# Disaster



## Mountain Maker (Jan 10, 2013)

Hello!

I was on spring in the mountains (Colorado) and got back toady. My PFR tank, they are all dead. Like really? And my OEBT must have had 2-3 berried shrimp have babies. Weirdest thing ever. Well I threw my AC30 on and am cleaning the sand...


----------



## Dejlig (Jan 20, 2013)

That's terrible, sorry...


----------



## Mountain Maker (Jan 10, 2013)

Dejlig said:


> That's terrible, sorry...


Weird stuff seems to happen when I go on vaction...


----------



## superflame (Apr 24, 2012)

You should check the water parameter to see if anything went wrong.


----------



## Badlands54 (Dec 31, 2012)

Yeah I would check and see what went wrong with water conditions, test them all. was anyone at your house while you where away?


----------



## Mountain Maker (Jan 10, 2013)

Badlands54 said:


> Yeah I would check and see what went wrong with water conditions, test them all. was anyone at your house while you where away?


Nope all alone. The nitrites were a tad high, but that wouldnt do it. The only thing that bugs me about this is the stupid snails are thriving.


----------



## Bananariot (Jun 16, 2012)

Mountain Maker said:


> Nope all alone. The nitrites were a tad high, but that wouldnt do it. The only thing that bugs me about this is the stupid snails are thriving.


Nitrites are deadly and should be at 0 at all times. Then again your PFR's died so the bodies are probably the cause :\

It's weird that the OEBT survived and the PFR's didn't.


----------



## Mountain Maker (Jan 10, 2013)

Bananariot said:


> Nitrites are deadly and should be at 0 at all times. Then again your PFR's died so the bodies are probably the cause :\
> 
> It's weird that the OEBT survived and the PFR's didn't.


"Aliens"

Well anyway the tank started leaking a few days ago . Stupid POS.


----------



## h4n (Dec 23, 2005)

Mountain Maker said:


> "Aliens"
> 
> Well anyway the tank started leaking a few days ago . Stupid POS.
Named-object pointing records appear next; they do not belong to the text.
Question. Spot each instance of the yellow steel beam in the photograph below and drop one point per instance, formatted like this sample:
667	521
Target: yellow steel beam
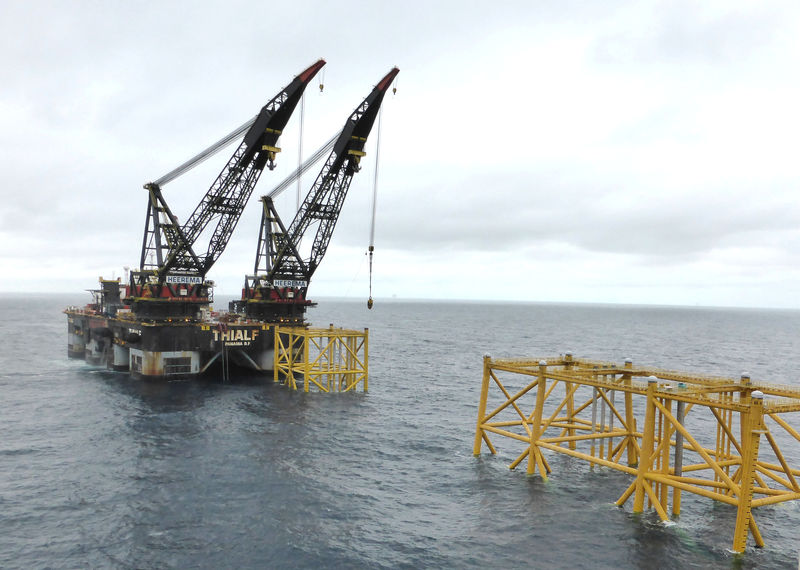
753	482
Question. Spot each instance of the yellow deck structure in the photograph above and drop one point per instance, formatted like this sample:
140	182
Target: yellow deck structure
672	432
328	360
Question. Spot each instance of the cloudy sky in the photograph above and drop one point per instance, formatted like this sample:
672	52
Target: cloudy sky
619	152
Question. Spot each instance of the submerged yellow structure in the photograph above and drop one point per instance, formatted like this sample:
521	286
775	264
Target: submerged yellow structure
327	360
672	432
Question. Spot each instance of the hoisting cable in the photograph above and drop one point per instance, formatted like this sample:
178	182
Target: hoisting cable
374	204
300	146
312	160
206	154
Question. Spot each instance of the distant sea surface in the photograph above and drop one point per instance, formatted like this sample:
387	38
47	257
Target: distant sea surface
101	471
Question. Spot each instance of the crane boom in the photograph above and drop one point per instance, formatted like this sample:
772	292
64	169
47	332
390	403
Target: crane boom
278	286
171	248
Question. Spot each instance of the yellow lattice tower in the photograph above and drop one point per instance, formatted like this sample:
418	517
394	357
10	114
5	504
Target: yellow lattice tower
330	360
660	450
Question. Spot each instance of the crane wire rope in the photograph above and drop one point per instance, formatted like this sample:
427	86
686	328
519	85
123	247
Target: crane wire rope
311	161
300	147
374	206
206	154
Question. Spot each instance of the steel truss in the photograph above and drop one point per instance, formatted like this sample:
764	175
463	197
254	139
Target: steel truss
645	429
329	360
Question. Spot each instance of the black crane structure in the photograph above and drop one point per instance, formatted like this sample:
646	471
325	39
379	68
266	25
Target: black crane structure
170	282
276	292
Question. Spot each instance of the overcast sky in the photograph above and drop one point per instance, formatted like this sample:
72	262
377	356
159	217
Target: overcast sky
622	152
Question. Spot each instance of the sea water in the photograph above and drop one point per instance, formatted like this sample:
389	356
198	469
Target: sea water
98	470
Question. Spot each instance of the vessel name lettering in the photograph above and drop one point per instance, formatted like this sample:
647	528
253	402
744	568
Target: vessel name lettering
289	283
193	280
235	335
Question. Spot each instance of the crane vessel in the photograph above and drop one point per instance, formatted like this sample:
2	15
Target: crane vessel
159	323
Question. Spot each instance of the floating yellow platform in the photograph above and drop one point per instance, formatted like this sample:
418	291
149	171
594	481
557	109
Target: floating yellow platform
716	437
328	360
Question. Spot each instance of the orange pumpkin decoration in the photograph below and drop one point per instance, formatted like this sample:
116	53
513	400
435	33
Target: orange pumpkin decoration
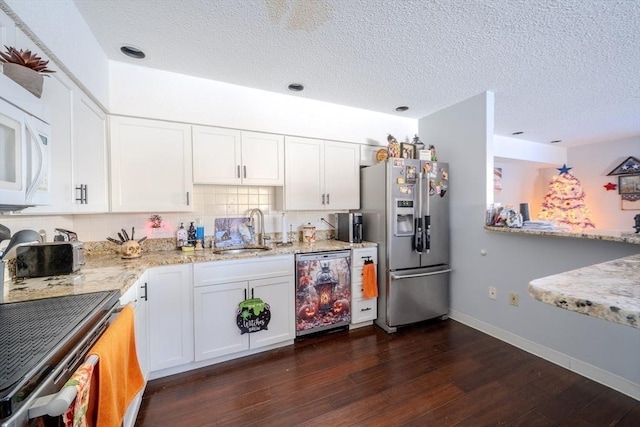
307	311
341	306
sorry to hear! what a diaster is right... i guess time to start over?
at least it wasnt your OEBT tank.


----------



## aluka (Feb 5, 2013)

u need to breed those oebt and sell them as hardier than pfr shrimps ... SUPER OEBT!!!


----------



## wicca27 (Oct 13, 2008)

checking water conditions wont do much now that they are all dead cause dead shrimp will change the nitrate/nitrite amounts in the water so it wont tell what the cause was. was the filter still going when you got back? did you leave a light on the tank while you were gone? did you have some one feed or do anything for you while you were gone? when was the last water change on the pfr before you left?


----------